The fire recordings chart shows an increasing trend in the number of fire recordings from March to July 2019, with a peak in July. The number of recordings then declines in August. The supporting chart displays the average daily presentations in emergency departments for respiratory diagnoses. It shows a similar trend to the fire recordings during the same time period. There is an increase in visits from March to a peak in July 2019, followed by a decline in August. The similar trends observed in both charts suggest a possible correlation between the increased fire activity and the rise in respiratory-related emergency room visits. As fires produce smoke and other pollutants, they can aggravate respiratory conditions. This leads to higher rates of emergency room visits for respiratory issues. The concurrent peaks in both charts shine light on the potential health impacts of fire seasons and the need for public health interventions. Further analysis could include data on air quality and other environmental factors. This would strengthen the understanding of this relationship.

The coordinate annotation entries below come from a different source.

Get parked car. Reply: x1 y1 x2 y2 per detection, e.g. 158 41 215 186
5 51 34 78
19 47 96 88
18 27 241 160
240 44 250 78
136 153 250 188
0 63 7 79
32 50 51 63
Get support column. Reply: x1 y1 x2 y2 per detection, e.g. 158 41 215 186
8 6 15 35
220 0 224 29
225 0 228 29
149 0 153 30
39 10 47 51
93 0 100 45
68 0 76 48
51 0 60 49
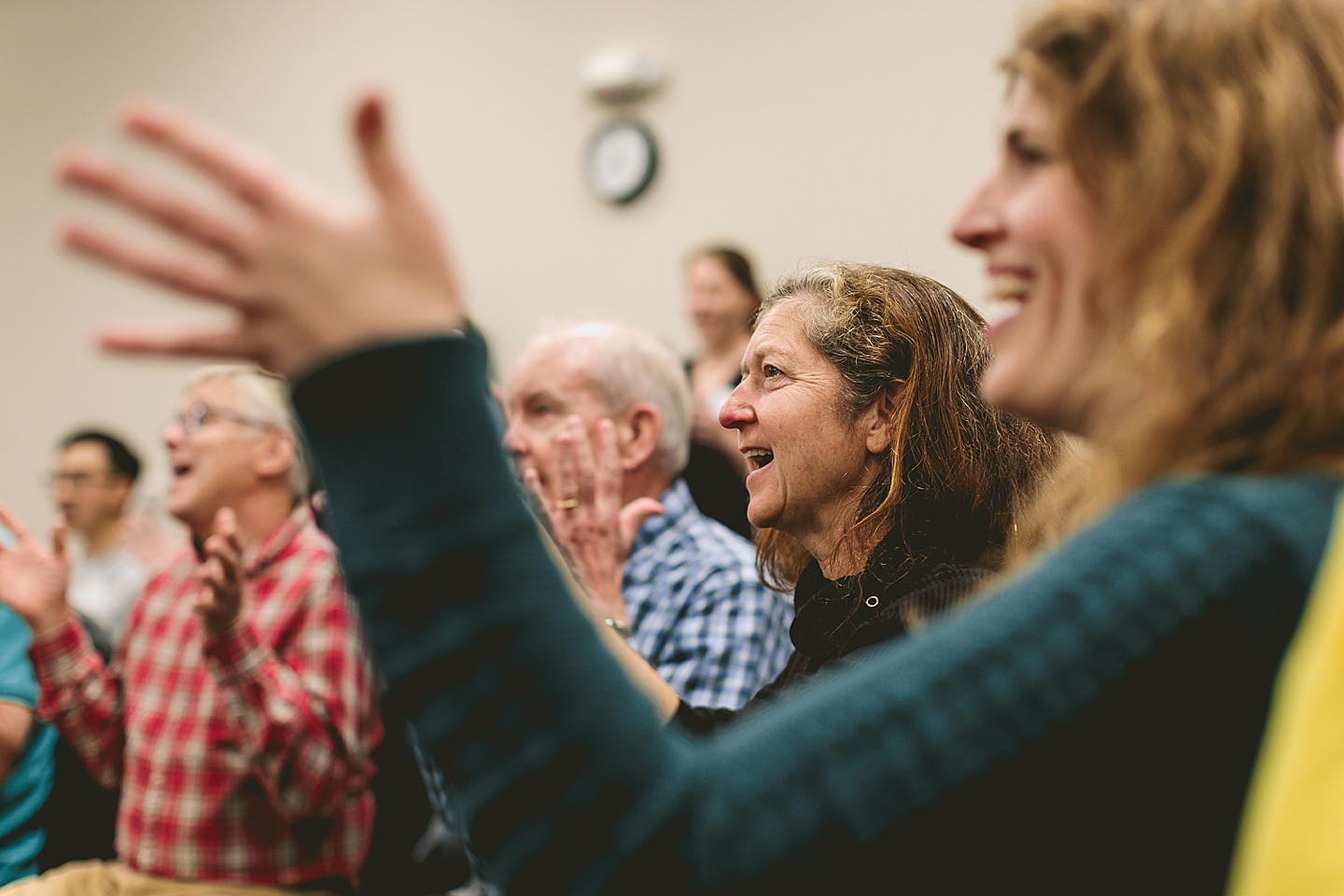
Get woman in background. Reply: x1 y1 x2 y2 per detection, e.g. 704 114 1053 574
526 262 1057 732
52 0 1344 895
683 245 761 539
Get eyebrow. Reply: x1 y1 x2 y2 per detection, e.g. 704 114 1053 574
517 388 565 407
742 342 797 379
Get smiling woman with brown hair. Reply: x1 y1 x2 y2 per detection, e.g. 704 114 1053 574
34 0 1344 895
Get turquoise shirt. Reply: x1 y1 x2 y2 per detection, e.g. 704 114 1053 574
294 339 1340 896
0 605 56 884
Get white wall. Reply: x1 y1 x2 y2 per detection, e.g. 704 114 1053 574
0 0 1017 524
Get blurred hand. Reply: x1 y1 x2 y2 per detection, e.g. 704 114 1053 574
691 403 750 480
119 509 174 567
523 416 663 624
0 508 70 634
195 508 244 638
59 95 462 376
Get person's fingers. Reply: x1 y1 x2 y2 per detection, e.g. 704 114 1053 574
213 508 244 583
574 418 598 504
555 416 583 511
595 418 623 504
0 504 33 544
51 513 70 562
98 329 259 367
354 92 415 205
122 101 277 208
58 152 244 259
620 498 666 560
196 555 224 591
523 466 551 513
61 223 250 308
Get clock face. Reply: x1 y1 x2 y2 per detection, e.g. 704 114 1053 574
587 119 659 205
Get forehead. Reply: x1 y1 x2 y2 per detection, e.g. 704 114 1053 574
508 337 594 401
1002 76 1057 137
61 442 112 469
180 377 238 407
748 299 821 358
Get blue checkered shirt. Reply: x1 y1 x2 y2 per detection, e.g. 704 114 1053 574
621 480 793 709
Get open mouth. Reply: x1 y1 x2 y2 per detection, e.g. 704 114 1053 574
989 274 1030 303
742 449 774 470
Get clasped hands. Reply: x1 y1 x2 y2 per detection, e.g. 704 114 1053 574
0 507 244 637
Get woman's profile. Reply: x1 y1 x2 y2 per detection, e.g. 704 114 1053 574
26 0 1344 893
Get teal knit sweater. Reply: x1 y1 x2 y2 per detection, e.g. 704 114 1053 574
294 339 1338 895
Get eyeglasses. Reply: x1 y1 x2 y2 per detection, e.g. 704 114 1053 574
168 401 275 435
47 470 113 489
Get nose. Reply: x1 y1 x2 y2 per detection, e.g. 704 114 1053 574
719 380 755 430
952 175 1002 250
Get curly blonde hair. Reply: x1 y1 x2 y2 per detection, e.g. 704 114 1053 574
1005 0 1344 493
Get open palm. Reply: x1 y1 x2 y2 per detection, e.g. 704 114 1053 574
0 508 70 631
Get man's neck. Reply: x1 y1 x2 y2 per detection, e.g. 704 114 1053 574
621 468 673 507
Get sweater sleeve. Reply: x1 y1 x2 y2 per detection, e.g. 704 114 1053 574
294 339 1335 895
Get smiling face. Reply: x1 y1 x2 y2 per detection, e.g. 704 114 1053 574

Supporting Dataset Visualization: Quality of Health (Respiratory Diseases) for Aboriginal and Torres Strait Islander Communities in Northern Australia vs. the Non-Indigenous Urban Population of New South Wales

For providing a visual representation of a comparison between numeric values of categorical variables. This chart allows us to see which groups have the highest or lowest values, and how the other groups compare to each other. In our case, the bar chart allows us to see the differences in % share of total deaths due to chronic lower respiratory diseases in 2017, 2019 (the target year for Australian Wildfires), and 2021. Additionally, the bar chart’s implementation allows us to truly compare the dataset of these years. It provides an option to compare the death, provided as numerical values. The lengths of the bars provide an ideal representation of the values of the variables in a manner that produces meaningful comparisons. Although a line chart could potentially have been used to examine the trend reported by our chart, the bar chart proves more successful in our case because it provides a straightforward view of differences between variables rather than having to follow along a trend line to examine the extent of change. Furthermore, a line chart would have been appropriate if the data was separated by shorter variables broken into months rather than a gap of two years. 

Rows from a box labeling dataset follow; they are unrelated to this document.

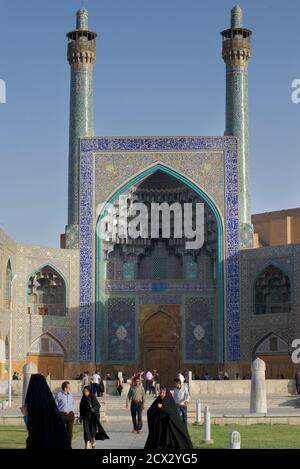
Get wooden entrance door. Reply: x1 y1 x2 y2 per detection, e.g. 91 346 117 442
27 355 64 379
142 311 180 386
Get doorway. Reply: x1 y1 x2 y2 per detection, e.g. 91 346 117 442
141 305 180 386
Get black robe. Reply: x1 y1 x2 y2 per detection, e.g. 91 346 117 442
145 390 193 451
79 390 109 442
25 374 72 449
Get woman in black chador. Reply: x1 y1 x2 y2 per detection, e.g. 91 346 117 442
22 374 72 449
145 387 193 451
79 386 109 449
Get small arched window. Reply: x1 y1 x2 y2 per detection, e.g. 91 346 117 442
28 266 67 316
254 265 291 314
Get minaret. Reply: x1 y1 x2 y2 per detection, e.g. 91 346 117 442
221 5 253 248
65 8 97 248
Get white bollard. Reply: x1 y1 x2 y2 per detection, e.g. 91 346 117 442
196 399 201 425
228 430 241 449
250 358 267 414
203 405 213 445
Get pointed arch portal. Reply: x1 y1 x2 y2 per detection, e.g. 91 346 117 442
79 133 240 365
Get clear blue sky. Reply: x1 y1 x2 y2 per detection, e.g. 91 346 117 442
0 0 300 246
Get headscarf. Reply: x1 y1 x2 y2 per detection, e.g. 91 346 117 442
25 374 71 449
80 386 101 413
145 388 193 451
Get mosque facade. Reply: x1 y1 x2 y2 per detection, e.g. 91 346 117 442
0 6 300 382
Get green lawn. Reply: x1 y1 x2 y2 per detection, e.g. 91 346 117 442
189 424 300 449
0 424 300 449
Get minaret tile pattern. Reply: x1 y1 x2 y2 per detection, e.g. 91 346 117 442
66 8 97 248
221 5 253 248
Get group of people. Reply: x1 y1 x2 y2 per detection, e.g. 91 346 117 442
130 369 160 397
21 374 109 449
21 370 193 451
126 370 193 451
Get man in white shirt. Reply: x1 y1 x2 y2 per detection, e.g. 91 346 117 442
145 370 153 394
93 370 101 397
173 378 190 426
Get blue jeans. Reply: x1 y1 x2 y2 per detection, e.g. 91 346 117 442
92 383 100 397
130 402 143 430
176 404 187 426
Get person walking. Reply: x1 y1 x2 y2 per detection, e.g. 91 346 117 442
177 372 184 384
55 381 75 442
174 378 190 427
92 370 101 397
21 374 72 449
79 386 109 449
154 370 160 397
145 370 153 394
144 386 193 452
116 374 123 397
126 377 145 433
81 371 90 390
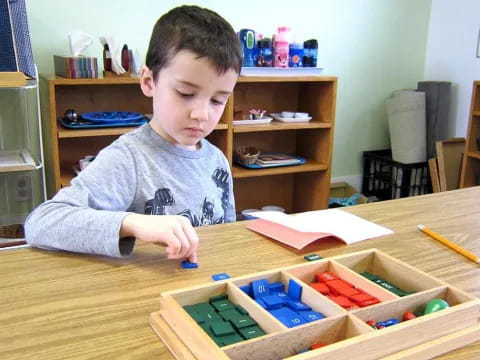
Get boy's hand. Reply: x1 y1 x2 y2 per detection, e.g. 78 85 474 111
120 214 198 262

The purpose of this bar chart is to provide a representation of the % share of total deaths that chronic lower respiratory diseases had in 2017, 2019, and 2021. Given that the Australian Wildfires occurred in 2019, we chose to utilize data from years that were separated by a span of 2 to ensure that the chronic disease, which is more long term based, could have been developed as a result of the wildfires. Research has indicated that high levels of pollutants due to intense burns such as those in 2019 could have led to rapid development of the respiratory diseases revealing why 2019 has the highest percent share of total deaths. Furthermore, by using data for Aboriginal/Torres Strait Islanders and the urban population of New South Wales we are able to answer our research question’s aspect of the different impacts the wildfires had upon our two groups of study. The reasoning behind examining two different populations is to understand the difference in impacts of resource availability and responses to wildfire of rural indigenous regions and densely populated urban regions. As we can see from the developed bar chart, there is a significant difference between the two groups in 2019 (the year of the Australian Wildfire) and 2021 following the damage from the wildfires. The bar chart reveals that the Aboriginals and Torres Strait Islanders had a higher % share of deaths attributed to chronic lower respiratory diseases in 2019 and 2021. This difference likely exists because of the difference in socioeconomic status of our two comparison groups. The Aboriginal and Torres Strait Islanders are limited in resources, services, and infrastructure necessary for disaster preparedness and recovery, revealing why this distinction in % death share exists. The purpose of revealing this information in our study is that this could potentially lead to more advanced techniques in providing protection against wildfires.